Salman Rushdie a fait don à une université anglaise de ses premiers Macs avec lesquels il avait écrit certains de ses livres, notamment « Les versets sataniques ». Hélas. Ils sont abîmés. Les pièces de rechange n’existent plus et il faudrait engager des sommes folles pour les réparer et pouvoir en extraire le contenu. L’université n’a rien pu en faire. Ils sont donc restés muets et il y a fort à parier que nous restions orphelins de ces précieux « tapuscrits » que ces ordinateurs auraient pu nous livrer. Thomas Piketty raconte que l’administration fiscale française s’est mise au tout informatique dans les années 1980 et que les données de ces années-là sont désormais inaccessibles aux

chercheurs, étant donné que les serveurs ne sont plus entretenus et n’ont pas pu livrer leur contenu. Alors qu’il a pu avoir accès à des données papier datant de plus de deux siècles, il se trouve dans l’incapacité de récupérer des documents datant d’une vingtaine d’années. De même le cloud

computing exige des quantités folles d’énergie, de routeurs ou de switchs ou de serveurs, afin de livrer au plus près des utilisateurs des flots énormes de données. Nos clips vidéo favoris sont des fichiers répliqués sur des serveurs, de simples palimpsestes sur des mémoires informatiques. Chacun d’eux est une infime partie de la mémoire gigantesque de ces machines. Nos machines actuelles peuvent y accéder et en comprendre le langage. Mais qu’en sera-t-il dans dix ans, dans vingt ans, dans cent ans ? Les mémoires s’altèrent. Sans duplication, les fichiers peuvent disparaître. Nous sommes engagés dans des opérations épuisantes pour sauvegarder en permanence une masse exponentielle de données, jusqu’à sans doute une explosion finale. Pour l’instant ces clips vidéo, reflet d’une production artistique fragile, ne font l’objet d’aucune procédure de sauvegarde régulière. Ils sont l’expression d’une époque préoccupée de production et non d’éternité. Plus les capacités techniques semblent évoluées, plus impossible est leur conservation, plus éphémères me paraissent-ils.
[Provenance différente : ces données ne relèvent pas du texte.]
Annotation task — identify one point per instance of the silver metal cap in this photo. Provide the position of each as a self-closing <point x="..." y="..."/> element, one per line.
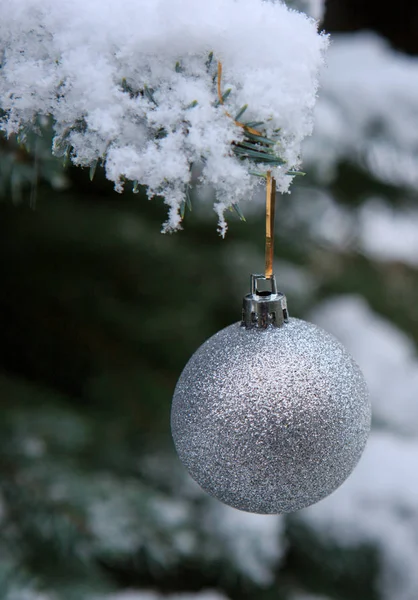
<point x="264" y="306"/>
Les arts vidéos sont à mi-chemin entre les arts de la scène, fugitifs par essence, et des arts plus durables comme l’architecture ou la sculpture ou l’écriture. Ils sont caractéristiques de notre époque sans que personne ne semble se soucier de la sauvegarde de ces petits trésors. Le projet Internet Archive est mal dimensionné pour enregistrer la totalité de ce qui doit être sauvé, et lui-même doit faire face à l’obsolescence de ses propres machines. Pas d’issue possible. Petits chefs-d’œuvre périssables, les clips vidéo sont condamnés à disparaître et à ne survivre que par les descriptions que l’on peut en faire. Des milliers d’œuvres vont se faner, s’évanouir dans les disques durs des serveurs informatiques, devenir illisible pour cause de système informatique endommagé, finir dans les circuits de recyclage, et se perdre définitivement. L’informatique est une science de l’archivage instantané, elle n’est pas conçue pour durer. Nos mémoires devrons servir à retenir ce que les ordinateurs ne pourront plus garder. Maintenant que nous savons qu’ils sont éphémères, précaires, délicats, que nous sommes des privilégiés, pauvres habitants du XXIème siècle, en mal de place, en mal de pollution, ces pièces de musiques habillées d’images sont une belle consolation éphémère aux maux qui nous affectent.